Is BlackBerry fighting a lost battle?
As BlackBerry makes a flailing attempt to revive its lost position through BBM on Android and iOS, exchange4media takes a look at whether this strategy will suffice
BlackBerry unveiled its BBM messenger services for iOS and Android platforms in an attempt to recapture the slipping market position globally. The application is expected to stir up the lost BlackBerry fervor by grabbing a share in the mobile messenger pie. The mobile company began to lose out on its consumer due to strong competition from Android and iOS in the touch screen market, where BlackBerry failed to leave a mark.
Black clouds looming over BlackBerry
The once mobile giant has not been in one of its rosiest periods from the last few years. After losing out considerably to Android and iPhone, BlackBerry made a desperate comeback attempt with the launch of its Z30 smart phone. It also tried to shake up the Asia market with BlackBerry 9720, which did not run on BB10 OS but on its older version – BB 7.1. Nonetheless, both its attempts received more or less a lukewarm reaction in the markets.
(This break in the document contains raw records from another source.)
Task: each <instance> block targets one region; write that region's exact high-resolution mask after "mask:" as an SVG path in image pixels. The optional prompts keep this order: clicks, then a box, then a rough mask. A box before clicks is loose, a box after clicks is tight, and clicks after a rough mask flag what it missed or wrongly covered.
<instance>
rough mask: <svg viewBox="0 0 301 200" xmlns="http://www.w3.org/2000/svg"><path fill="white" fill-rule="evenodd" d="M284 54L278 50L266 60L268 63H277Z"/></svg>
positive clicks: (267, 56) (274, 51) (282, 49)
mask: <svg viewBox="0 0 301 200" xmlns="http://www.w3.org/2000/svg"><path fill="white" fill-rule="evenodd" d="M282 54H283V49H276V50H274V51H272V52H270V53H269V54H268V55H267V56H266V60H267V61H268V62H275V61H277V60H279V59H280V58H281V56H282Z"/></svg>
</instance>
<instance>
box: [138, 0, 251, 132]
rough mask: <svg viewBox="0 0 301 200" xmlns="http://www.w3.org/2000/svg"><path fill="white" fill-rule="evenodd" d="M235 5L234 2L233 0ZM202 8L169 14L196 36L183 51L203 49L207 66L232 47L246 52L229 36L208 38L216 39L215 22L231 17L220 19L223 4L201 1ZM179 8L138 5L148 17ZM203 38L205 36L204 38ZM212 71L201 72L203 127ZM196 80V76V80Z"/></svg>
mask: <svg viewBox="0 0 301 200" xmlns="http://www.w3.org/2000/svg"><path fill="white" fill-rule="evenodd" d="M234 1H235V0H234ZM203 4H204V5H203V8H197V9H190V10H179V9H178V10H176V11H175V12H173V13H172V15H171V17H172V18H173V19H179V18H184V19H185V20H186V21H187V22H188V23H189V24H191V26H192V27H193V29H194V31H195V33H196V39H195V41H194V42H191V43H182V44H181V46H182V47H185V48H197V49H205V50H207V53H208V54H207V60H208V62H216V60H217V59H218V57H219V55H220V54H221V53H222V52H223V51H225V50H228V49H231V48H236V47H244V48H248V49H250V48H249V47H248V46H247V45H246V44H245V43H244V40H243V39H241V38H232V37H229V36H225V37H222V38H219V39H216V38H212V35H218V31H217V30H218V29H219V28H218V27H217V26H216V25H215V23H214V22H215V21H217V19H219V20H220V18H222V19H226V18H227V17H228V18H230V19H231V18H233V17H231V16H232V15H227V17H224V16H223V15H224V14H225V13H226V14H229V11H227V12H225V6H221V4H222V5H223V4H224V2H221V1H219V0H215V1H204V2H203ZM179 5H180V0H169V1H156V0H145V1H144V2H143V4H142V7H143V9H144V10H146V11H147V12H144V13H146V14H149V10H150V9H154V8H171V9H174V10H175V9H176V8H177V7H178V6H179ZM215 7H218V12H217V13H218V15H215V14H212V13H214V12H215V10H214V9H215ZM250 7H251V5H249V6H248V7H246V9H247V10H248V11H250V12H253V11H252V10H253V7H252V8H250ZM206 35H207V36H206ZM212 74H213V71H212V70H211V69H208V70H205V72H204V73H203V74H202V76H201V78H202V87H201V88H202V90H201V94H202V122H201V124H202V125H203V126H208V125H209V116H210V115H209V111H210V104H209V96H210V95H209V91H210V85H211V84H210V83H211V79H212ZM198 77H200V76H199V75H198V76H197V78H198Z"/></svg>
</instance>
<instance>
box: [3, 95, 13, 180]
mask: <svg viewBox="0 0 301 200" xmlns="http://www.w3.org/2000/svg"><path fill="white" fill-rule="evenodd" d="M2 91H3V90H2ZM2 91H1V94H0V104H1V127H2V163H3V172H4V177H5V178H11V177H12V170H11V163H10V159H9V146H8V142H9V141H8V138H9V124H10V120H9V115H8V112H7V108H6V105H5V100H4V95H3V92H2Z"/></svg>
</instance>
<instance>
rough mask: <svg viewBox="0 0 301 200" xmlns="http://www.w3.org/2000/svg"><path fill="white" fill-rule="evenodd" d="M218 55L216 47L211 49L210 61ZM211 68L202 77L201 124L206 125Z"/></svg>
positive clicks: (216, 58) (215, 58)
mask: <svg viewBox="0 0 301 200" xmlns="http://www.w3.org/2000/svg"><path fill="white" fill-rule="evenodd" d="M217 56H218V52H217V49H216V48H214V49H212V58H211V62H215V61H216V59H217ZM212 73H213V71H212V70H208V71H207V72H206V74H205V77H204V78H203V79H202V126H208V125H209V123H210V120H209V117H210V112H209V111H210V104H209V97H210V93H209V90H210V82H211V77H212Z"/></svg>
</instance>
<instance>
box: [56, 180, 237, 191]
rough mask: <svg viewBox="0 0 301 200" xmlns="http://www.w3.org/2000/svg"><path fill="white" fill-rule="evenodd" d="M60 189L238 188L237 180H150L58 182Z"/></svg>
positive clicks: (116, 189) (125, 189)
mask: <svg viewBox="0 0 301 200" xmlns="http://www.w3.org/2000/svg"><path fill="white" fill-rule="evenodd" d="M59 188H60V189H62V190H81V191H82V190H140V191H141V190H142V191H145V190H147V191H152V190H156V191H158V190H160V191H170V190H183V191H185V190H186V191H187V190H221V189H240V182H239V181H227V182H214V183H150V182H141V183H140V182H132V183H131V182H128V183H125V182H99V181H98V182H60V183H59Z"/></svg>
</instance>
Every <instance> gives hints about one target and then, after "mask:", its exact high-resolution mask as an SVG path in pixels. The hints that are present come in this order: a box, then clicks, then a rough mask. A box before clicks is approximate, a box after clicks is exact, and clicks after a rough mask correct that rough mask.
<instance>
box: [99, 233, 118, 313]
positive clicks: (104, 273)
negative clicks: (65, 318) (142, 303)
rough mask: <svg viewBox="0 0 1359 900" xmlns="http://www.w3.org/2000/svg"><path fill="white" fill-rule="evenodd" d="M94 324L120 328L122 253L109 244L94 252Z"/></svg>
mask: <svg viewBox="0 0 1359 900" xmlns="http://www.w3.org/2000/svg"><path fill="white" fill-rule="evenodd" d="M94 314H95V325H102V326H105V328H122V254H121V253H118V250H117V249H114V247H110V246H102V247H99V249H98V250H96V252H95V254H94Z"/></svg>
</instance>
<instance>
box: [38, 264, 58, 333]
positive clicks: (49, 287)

The Wall Street Journal reported that BlackBerry plans to reduce its headcount by 40 per cent. Reportedly, the mobile maker wrote of an inventory of USD one billion unsold touch screen phones which have proven to be one of the biggest liabilities at this point.
Followed by the news, BlackBerry shares witnessed a 17 per cent dip to close at USD 8.72 on Friday.
Can BlackBerry Messenger revive its lost position?
According to statistics, share of BlackBerry in the Indian mobile market fell from 12.3 per cent in 2012 to 1.2 per cent. The lead was retained by Korean handset manufacturer Samsung with 32.7 per cent share in the mobile market. Following Samsung is Micromax with 19 per cent and Karbonn Mobiles with 11 per cent.
Thus, even if BlackBerry Messenger picks up on Android and iOS platforms, it is very unlikely to translate into success for BlackBerry mobile handsets. Even if one tries to look at it from a brand recall point of view, it is necessary that the messenger picks up in the jam packed chat messenger market.
Currently mobile chat messenger industry is dominated by WhatApp, which boasts of almost 250 million active users. Followed by WhatsApp is China based WeChat, which has almost 195 million active users. The rest of the economy constitutes of applications such as Line, Hike, Nimbuzz and Viber, not to mention age old messenger services for computers (which can be easily downloaded on smartphones now) including Yahoo Messenger and Skype.
In such a cluttered space, BBM is not expected to create miracles that BlackBerry has been expecting for quite some time now. BBM will offer services such as chatting, data sharing, group chats and social elements such as status updates and profile pictures – festures that are available on every mobile chat messenger.
A major flaw that one could point out in BlackBerry’s revival strategy is that it is not banking on what was once its major strength – emails. BlackBerry models were known for their convenient email services, which was somewhere lost in their touch screen models. If the mobile manufacturer manages to leverage this element, it could bank on certain revival.
Amidst all the frenzy in the mobile handset economy, BlackBerry is not only looking at revival of its market position, but also struggling for survival as an independent handset manufacturer. After the fate of Motorola Mobility and Nokia, one can only hope that BlackBerry takes the right steps at the right time.